Due to these dangers, the fire-support ships assigned to the operation had orders to level the fortress.
Beginning on 19 August, and continuing on subsequent days, one or more heavy warships bombarded it in conjunction with low-level bomber strikes. On the 23rd, a bombardment force headed by Nevada struck the “most damaging” blow to the fort during a 6½ hour battle, which saw 354 salvos fired by Nevada.
After re-fitting, and with Homer L. Grosskopf (4 October 1944 – 28 October 1945) commanding, she sailed for the Pacific, arriving off Iwo Jima on 16 February 1945 to prepare the island for invasion with heavy bombardment which she did through 7 March. During the invasion, she moved to be within 600 yd (550 m) from shore to provide maximum firepower for the troops that were advancing.
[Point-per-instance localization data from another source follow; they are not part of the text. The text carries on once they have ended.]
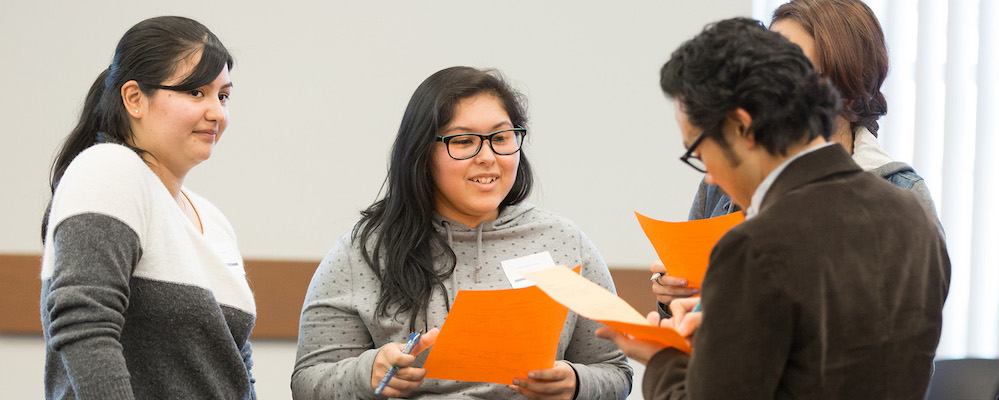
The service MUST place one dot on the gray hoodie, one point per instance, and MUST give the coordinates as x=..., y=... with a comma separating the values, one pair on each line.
x=341, y=332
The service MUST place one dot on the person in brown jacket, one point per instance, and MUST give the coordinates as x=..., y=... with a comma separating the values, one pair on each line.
x=834, y=285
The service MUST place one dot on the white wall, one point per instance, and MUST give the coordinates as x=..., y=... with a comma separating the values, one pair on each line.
x=320, y=88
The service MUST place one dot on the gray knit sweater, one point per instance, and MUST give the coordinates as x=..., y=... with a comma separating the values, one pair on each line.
x=136, y=302
x=340, y=331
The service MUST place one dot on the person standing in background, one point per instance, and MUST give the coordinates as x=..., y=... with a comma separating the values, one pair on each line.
x=844, y=41
x=834, y=286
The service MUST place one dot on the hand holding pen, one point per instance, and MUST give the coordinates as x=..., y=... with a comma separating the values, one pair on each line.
x=392, y=374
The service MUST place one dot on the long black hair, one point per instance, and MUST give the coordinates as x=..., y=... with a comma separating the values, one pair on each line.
x=149, y=54
x=396, y=233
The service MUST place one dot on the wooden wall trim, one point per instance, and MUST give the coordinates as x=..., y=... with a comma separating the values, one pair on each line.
x=278, y=286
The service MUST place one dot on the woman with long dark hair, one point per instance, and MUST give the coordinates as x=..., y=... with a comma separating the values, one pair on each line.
x=143, y=289
x=454, y=208
x=844, y=41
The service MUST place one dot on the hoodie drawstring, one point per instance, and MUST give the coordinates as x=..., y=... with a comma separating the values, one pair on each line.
x=478, y=257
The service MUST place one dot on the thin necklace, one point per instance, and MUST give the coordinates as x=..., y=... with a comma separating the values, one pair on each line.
x=196, y=214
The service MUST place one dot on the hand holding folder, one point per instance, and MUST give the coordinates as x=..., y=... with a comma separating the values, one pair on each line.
x=596, y=303
x=685, y=247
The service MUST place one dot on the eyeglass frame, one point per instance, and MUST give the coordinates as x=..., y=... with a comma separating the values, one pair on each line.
x=690, y=154
x=488, y=136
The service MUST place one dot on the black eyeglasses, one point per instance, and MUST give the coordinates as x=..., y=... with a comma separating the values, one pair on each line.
x=466, y=145
x=694, y=161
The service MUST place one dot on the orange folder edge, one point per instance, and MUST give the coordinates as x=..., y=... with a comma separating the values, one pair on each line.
x=685, y=247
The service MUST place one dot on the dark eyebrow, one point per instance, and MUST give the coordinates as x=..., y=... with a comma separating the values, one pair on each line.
x=469, y=130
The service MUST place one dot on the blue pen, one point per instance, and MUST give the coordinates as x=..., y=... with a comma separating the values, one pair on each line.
x=410, y=345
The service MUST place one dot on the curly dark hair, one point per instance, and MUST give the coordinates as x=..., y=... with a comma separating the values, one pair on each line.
x=738, y=63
Then, on 24 March 1945, Nevada joined Task Force 54, the “Fire Support Force.” Which took place off Okinawa as bombardment began prior to the invasion.
The ships of TF 54 then moved into position on the night of the 23rd, beginning their bombardment missions at dawn on the 24th. Along with the rest of the force, Nevada shelled Japanese airfields, shore defenses, supply dumps, and troop concentrations. However, after the fire support ships retired for the night, at dawn seven kamikazes attacked the force while it was without air cover.
One plane, though, despite repeatedly hit by antiaircraft fire from the force, crashed onto the main deck of Nevada, next to turret No. 3.
As a result, killing 11 and wounded 49 and knocking out both 14 in (360 mm) guns in that turret and three 20 mm anti-aircraft weapons.
Until 30 June, she was stationed off Okinawa; afterwards, she departed to join the 3rd Fleet from 10 July to 7 August. Allowing Nevada to come within range of the Japanese home islands during the closing days of the war, though she did not bombard them.
At the end of the war Nevada returned to Pearl Harbor after a brief stint of occupation duty in Tokyo Bay.
Nevada was surveyed and, at 32 years old, was deemed too old to be kept in the fleet.
As a result, she was assigned to be a target ship in the first Bikini atomic experiments called Operation Crossroads in July 1946.
The experiment consisted of detonating two atomic bombs to test their effectiveness against ships. Nevada was the bombardier’s target for the first test, codenamed ‘Able’, which used an air-dropped weapon. Thus, to help distinguish the target from surrounding vessels, Nevada was painted a reddish-orange.
However, even with the high-visibility color scheme, the bomb fell about 1,700 yd m off-target, exploding above the attack transport Gilliam instead.
Due in part to the miss, Nevada survived the atomic blast.
The ship also remained afloat after the second test—’Baker’. A detonation some 90 ft below the surface of the water but was damaged and extremely radioactive from the after spray.
Nevada was later towed to Pearl Harbor and decommissioned on 29 August 1946.
After the test she was thoroughly examined, Iowa and two other vessels used Nevada as a practice gunnery target of Pearl Harbor on 31 July 1948.
In conclusion, the ships still did not sink Nevada. So, lastly, she would become finished off with an aerial torpedo.